Yet even there in this early paradise, evil worked to deceive them and separate them from God...to fool them into thinking they could be their own gods...
God set His plan in motion.
Jesus' Birth
In the Galilean town of Nazareth, a young girl named Mary was visited by the angel Gabriel with good news that must also have been troubling: God had chosen her to be the mother of His promised Son. What an unbelievable honor! And how frightening.
Her betrothed,
Joseph, could have her stoned. Yet she was filled with joy at this miracle...
There are rumors that somewhere between the ages of 12 and 30, Jesus traveled to India.
While this notion is intriguing, it may be merely legend.
What we do know is that some time around the age of 30, the “Kingdom of Heaven” was at hand: Jesus began His ministry, teaching with authority, baptising, and performing miracles of healing, feeding the multitudes, raising from the dead, and showing mastery over the forces of nature—as when He calmed the storm or walked on the water.
Jesus' Teachings
He taught about the importance of faith and how it can move mountains. But more importantly, Jesus taught that the all the “Law and the Prophets” of the Jewish faith could be distilled into just two laws:
1) Love the Lord your God with all your heart and all your soul and all your mind, and
2) Love your neighbor as yourself.
He then clarified who our neighbors were—and they weren’t always the people just like us. Jesus made a point of reaching out to people despised by the rest of society: fallen women, lepers, poor people, working people, those who had made mistakes but wanted to come back into relationship with God.

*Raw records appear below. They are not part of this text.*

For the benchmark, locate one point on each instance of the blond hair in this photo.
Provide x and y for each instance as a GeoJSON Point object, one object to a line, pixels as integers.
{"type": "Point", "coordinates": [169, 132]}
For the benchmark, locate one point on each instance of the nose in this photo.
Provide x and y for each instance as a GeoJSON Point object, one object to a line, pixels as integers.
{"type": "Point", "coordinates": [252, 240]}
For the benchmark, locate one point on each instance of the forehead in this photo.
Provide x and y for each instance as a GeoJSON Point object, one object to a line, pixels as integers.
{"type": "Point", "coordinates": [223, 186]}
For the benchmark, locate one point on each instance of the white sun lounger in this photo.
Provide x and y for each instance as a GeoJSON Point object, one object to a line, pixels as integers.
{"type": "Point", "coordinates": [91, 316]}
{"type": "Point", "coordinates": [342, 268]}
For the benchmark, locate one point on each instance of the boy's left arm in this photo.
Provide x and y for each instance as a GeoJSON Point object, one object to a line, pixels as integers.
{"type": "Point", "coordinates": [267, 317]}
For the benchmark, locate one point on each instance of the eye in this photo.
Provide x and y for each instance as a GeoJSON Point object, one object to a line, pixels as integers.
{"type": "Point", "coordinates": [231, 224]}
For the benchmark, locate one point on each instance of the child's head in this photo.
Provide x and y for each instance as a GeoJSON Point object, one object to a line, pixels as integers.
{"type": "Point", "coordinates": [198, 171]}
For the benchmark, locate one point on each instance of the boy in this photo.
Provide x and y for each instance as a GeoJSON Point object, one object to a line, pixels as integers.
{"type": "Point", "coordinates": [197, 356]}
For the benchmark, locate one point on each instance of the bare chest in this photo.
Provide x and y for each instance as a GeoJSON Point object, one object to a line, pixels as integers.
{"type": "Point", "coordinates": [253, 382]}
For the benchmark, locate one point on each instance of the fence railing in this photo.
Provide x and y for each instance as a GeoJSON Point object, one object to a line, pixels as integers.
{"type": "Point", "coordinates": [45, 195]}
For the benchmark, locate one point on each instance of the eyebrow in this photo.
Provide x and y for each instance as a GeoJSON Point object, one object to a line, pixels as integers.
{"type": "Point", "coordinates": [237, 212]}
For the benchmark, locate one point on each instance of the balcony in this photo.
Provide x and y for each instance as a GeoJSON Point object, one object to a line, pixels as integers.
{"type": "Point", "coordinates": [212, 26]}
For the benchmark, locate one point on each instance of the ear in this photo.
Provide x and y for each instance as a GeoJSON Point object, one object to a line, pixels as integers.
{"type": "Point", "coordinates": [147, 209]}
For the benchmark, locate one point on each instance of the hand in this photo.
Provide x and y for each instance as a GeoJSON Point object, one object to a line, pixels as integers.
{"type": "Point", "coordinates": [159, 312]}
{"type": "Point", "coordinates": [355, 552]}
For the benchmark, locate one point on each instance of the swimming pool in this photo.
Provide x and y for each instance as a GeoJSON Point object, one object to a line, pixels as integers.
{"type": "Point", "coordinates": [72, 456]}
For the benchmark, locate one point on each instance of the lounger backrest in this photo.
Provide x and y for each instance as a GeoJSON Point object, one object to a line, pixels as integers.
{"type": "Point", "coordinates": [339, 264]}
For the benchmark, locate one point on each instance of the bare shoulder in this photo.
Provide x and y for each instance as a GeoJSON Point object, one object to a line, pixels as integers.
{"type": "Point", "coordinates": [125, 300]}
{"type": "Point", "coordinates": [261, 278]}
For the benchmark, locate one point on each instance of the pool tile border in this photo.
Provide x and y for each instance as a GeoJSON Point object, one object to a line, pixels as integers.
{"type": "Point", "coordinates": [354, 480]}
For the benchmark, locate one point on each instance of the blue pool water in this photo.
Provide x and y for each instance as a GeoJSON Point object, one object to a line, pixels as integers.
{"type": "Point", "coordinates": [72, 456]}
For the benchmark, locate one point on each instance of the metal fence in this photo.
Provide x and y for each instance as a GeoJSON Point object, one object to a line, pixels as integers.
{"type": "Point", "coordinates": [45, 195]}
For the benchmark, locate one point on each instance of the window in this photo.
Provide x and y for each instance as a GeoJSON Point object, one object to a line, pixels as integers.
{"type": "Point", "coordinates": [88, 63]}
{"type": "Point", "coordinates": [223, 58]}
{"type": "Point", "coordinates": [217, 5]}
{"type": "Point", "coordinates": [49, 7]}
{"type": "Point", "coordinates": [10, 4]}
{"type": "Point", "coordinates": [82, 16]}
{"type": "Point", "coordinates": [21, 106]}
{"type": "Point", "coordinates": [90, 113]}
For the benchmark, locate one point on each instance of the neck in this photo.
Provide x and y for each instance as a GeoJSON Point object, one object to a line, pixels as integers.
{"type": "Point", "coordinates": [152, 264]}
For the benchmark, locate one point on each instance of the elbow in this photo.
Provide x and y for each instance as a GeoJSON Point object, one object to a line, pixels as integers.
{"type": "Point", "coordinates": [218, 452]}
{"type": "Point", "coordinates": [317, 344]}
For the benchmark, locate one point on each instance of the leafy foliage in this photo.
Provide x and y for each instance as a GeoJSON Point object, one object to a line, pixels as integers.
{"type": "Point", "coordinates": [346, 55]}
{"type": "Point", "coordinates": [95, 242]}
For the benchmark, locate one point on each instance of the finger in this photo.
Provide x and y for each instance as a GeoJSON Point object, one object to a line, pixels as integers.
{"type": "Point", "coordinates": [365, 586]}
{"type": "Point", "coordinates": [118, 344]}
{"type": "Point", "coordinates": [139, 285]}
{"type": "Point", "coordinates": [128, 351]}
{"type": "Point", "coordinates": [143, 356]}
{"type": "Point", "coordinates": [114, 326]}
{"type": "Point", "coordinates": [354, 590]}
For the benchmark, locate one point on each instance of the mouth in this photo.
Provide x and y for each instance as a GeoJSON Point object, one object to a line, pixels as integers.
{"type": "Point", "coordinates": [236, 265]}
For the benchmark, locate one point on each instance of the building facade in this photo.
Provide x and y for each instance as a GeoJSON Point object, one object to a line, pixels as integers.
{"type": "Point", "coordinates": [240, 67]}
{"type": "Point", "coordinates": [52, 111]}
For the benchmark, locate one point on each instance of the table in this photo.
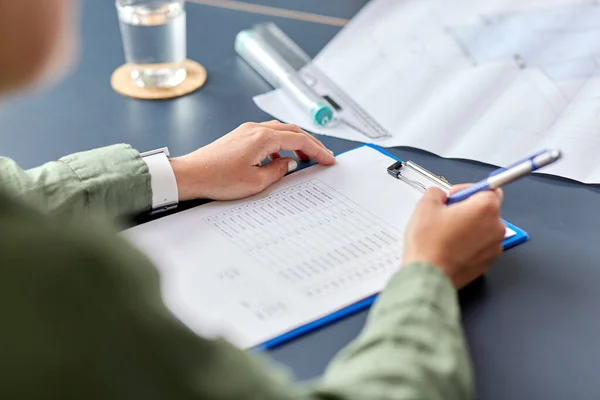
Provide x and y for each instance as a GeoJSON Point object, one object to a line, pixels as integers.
{"type": "Point", "coordinates": [532, 324]}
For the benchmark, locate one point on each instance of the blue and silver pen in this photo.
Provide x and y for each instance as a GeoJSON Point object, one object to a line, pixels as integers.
{"type": "Point", "coordinates": [503, 176]}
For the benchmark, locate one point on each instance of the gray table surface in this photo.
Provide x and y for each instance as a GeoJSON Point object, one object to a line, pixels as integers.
{"type": "Point", "coordinates": [532, 324]}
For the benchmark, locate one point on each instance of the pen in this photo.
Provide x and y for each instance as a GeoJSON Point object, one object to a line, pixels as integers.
{"type": "Point", "coordinates": [503, 176]}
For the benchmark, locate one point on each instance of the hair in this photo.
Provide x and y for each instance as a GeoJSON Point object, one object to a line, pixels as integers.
{"type": "Point", "coordinates": [35, 37]}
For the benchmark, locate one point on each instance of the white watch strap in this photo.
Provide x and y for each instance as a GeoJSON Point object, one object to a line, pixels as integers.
{"type": "Point", "coordinates": [162, 179]}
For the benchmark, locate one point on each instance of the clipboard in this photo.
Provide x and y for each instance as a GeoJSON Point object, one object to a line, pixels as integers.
{"type": "Point", "coordinates": [410, 173]}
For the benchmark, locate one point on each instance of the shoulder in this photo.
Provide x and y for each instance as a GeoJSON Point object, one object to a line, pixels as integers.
{"type": "Point", "coordinates": [42, 250]}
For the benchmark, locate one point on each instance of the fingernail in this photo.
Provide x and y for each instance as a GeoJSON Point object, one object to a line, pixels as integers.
{"type": "Point", "coordinates": [292, 165]}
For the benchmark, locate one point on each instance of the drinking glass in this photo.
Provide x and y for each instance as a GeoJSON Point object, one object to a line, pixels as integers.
{"type": "Point", "coordinates": [154, 41]}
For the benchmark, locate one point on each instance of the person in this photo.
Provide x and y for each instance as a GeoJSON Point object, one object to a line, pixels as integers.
{"type": "Point", "coordinates": [82, 315]}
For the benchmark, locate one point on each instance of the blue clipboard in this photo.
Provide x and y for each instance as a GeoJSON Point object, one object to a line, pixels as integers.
{"type": "Point", "coordinates": [520, 237]}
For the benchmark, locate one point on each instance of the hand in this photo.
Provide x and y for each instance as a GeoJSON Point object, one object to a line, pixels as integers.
{"type": "Point", "coordinates": [461, 239]}
{"type": "Point", "coordinates": [230, 168]}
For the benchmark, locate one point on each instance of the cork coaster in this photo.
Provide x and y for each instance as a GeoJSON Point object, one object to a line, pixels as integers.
{"type": "Point", "coordinates": [123, 84]}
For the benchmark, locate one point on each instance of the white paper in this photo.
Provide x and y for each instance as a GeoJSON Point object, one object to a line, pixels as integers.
{"type": "Point", "coordinates": [312, 244]}
{"type": "Point", "coordinates": [492, 81]}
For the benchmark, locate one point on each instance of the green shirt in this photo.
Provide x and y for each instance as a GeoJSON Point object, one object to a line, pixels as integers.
{"type": "Point", "coordinates": [82, 315]}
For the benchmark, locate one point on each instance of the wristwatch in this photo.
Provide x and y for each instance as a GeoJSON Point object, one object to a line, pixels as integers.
{"type": "Point", "coordinates": [165, 195]}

He taught within the Jewish Temple, but He didn’t kowtow to the priests there. His teachings were a powerful force for social change and set the establishment on its head.
Revolutionary Teachings
Jesus had some revolutionary teachings included many ideas many of us now take for granted—and some that are still hard to accept—like:
* Equal value of all souls
* An improved status of women
* The concept of leaders serving their followers
* Sins of thought are on par with sins of commission.
* A man’s adultery is just as displeasing to God as a woman’s.
* In order to be forgiven by God, we must also forgive those who wrong us.
* Unconditional love for all mankind—even those who will never understand or appreciate it
As a result, they weren’t happy with Him at all. Many Jews had wanted a political messiah who would free them from the grip of Rome.
Instead of supporting their long-awaited Messiah, they denied Him and began plotting His death. (Even as Satan, in the background, felt confident that he was well on his way to winning this fight against God.)
The priests talked one of Jesus’ disciples into betraying Him. And even as Jesus washed His disciples’ feet, humbly teaching them that no task was beneath a leader who loved His people, Judas walked into the Temple to receive his bribe to turn Jesus over to them.
His Sacrifice
Later, as Jesus finished praying at the Garden of Gethsemane, Judas came among some temple guards to find Him. He signaled to the guards which was Jesus by kissing Him on the cheek, as one would “a friend who sticks closer than a brother.” As the guards moved to arrest Him, the disciple Peter drew his sword and cut off a guard’s ear in the fight. Jesus confirmed that he who lives by the sword dies by the sword and healed this man who had come to arrest Him.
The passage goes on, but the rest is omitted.